Pubblicato il 1 Settembre 2010 12:31 | Ultimo aggiornamento: 1 Settembre 2010 12:48

Senza l’aiuto di Silvio Berlusconi Londra “non avrebbe mai potuto vincere” le Olimpiadi del 2012: lo scrive Tony Blair nel suo libro autobiografico, “Un viaggio”, uscito mercoledì, nel quale l’ex premier britannico esprime “ammirazione” per il presidente del Consiglio italiano.

“C’e’ un’ultima persona senza la quale non avremmo potuto vincere: Silvio Berlusconi – scrive Blair nel suo libro – Nell’agosto precedente (2004) gli avevo fatto visita nella sua casa in Sardegna per chiedergli aiuto sulla candidatura. L’Italia era uno dei protagonisti fondamentali. Mi aveva domandato fino a che punto fosse importante per noi ottenere le Olimpiadi. ‘Molto’, gli avevo risposto. ‘Molto?’. ‘Molto’. ‘Sei mio amico’, aveva detto Berlusconi, ‘Non ti prometto niente, ma vedrò cosa posso fare’. Questo comportamento è tipico di Silvio ed è per questo che lo ammiro. Quasi tutti i politici promettono, ma poi non combinano nulla. Lui non aveva promesso, aveva agito”.

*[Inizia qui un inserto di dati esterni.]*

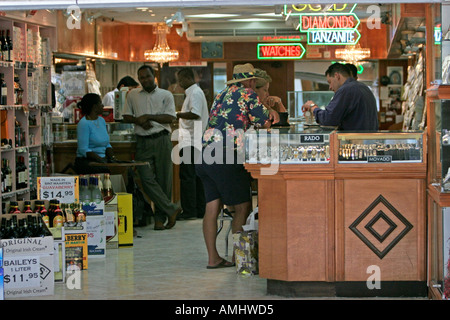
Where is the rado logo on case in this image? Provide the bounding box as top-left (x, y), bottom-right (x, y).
top-left (367, 155), bottom-right (392, 163)
top-left (300, 134), bottom-right (324, 143)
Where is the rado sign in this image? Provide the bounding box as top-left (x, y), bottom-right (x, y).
top-left (300, 134), bottom-right (324, 143)
top-left (367, 155), bottom-right (392, 163)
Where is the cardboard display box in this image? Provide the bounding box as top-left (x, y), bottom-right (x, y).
top-left (0, 247), bottom-right (5, 300)
top-left (65, 232), bottom-right (88, 270)
top-left (83, 201), bottom-right (106, 258)
top-left (0, 219), bottom-right (55, 298)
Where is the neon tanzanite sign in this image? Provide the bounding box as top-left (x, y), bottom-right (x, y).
top-left (285, 4), bottom-right (361, 45)
top-left (258, 43), bottom-right (305, 59)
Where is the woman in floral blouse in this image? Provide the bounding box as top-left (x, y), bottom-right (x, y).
top-left (196, 63), bottom-right (279, 269)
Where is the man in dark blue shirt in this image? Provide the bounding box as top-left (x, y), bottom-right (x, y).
top-left (302, 63), bottom-right (378, 131)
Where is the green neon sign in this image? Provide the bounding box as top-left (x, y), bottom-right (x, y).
top-left (307, 29), bottom-right (361, 46)
top-left (257, 42), bottom-right (306, 60)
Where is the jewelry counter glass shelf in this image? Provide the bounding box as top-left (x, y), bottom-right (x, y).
top-left (337, 131), bottom-right (423, 163)
top-left (245, 123), bottom-right (333, 164)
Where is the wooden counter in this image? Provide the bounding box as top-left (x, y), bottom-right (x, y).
top-left (245, 131), bottom-right (427, 297)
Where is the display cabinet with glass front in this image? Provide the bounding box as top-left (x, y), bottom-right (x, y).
top-left (245, 126), bottom-right (331, 164)
top-left (337, 131), bottom-right (423, 163)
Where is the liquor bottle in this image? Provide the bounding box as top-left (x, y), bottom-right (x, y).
top-left (95, 174), bottom-right (103, 197)
top-left (52, 200), bottom-right (64, 228)
top-left (77, 203), bottom-right (86, 223)
top-left (0, 73), bottom-right (8, 106)
top-left (102, 173), bottom-right (114, 199)
top-left (23, 200), bottom-right (33, 213)
top-left (6, 29), bottom-right (14, 61)
top-left (27, 214), bottom-right (37, 237)
top-left (1, 159), bottom-right (6, 193)
top-left (16, 157), bottom-right (23, 190)
top-left (19, 218), bottom-right (33, 238)
top-left (34, 200), bottom-right (42, 213)
top-left (40, 203), bottom-right (50, 228)
top-left (80, 177), bottom-right (91, 205)
top-left (63, 203), bottom-right (75, 222)
top-left (34, 216), bottom-right (52, 237)
top-left (8, 215), bottom-right (20, 239)
top-left (9, 201), bottom-right (20, 214)
top-left (5, 159), bottom-right (12, 192)
top-left (47, 199), bottom-right (55, 228)
top-left (0, 30), bottom-right (8, 61)
top-left (90, 175), bottom-right (103, 204)
top-left (0, 217), bottom-right (8, 239)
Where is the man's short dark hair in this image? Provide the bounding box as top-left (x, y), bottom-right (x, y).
top-left (345, 63), bottom-right (358, 79)
top-left (137, 64), bottom-right (155, 75)
top-left (325, 62), bottom-right (350, 77)
top-left (178, 68), bottom-right (195, 81)
top-left (117, 76), bottom-right (139, 89)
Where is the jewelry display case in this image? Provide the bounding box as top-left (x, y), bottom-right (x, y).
top-left (337, 131), bottom-right (423, 163)
top-left (245, 124), bottom-right (332, 164)
top-left (427, 3), bottom-right (450, 299)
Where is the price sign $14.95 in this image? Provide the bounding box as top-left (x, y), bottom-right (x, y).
top-left (37, 177), bottom-right (78, 203)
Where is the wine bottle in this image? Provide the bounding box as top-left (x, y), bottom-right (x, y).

”I rapporti personali contano, questo è ovvio – scrive ancora Blair – ma chi pensa siano elaborati stratagemmi e calcoli matematici a determinare le negoziazioni e i compromessi, sembra ignorarlo. A tutti i livelli, ma soprattutto ai vertici, la politica ruota intorno alle persone. Se un leader ti piace, cerchi di aiutarlo anche se ciò può andare contro i tuoi interessi. Se non ti piace, non lo aiuti. Se prendi le distanze per motivi politici – per esempio perché, come nel caso di Silvio, c’è più di una controversia sul suo conto – va benissimo, ma non illuderti: a perdere è il tuo Paese. Quel leader non è stupido e sa che non sei disposto a pagare un prezzo per avvicinarti a lui. Credi che non ti serbi rancore? Non so come abbiano votato gli italiani, però…”.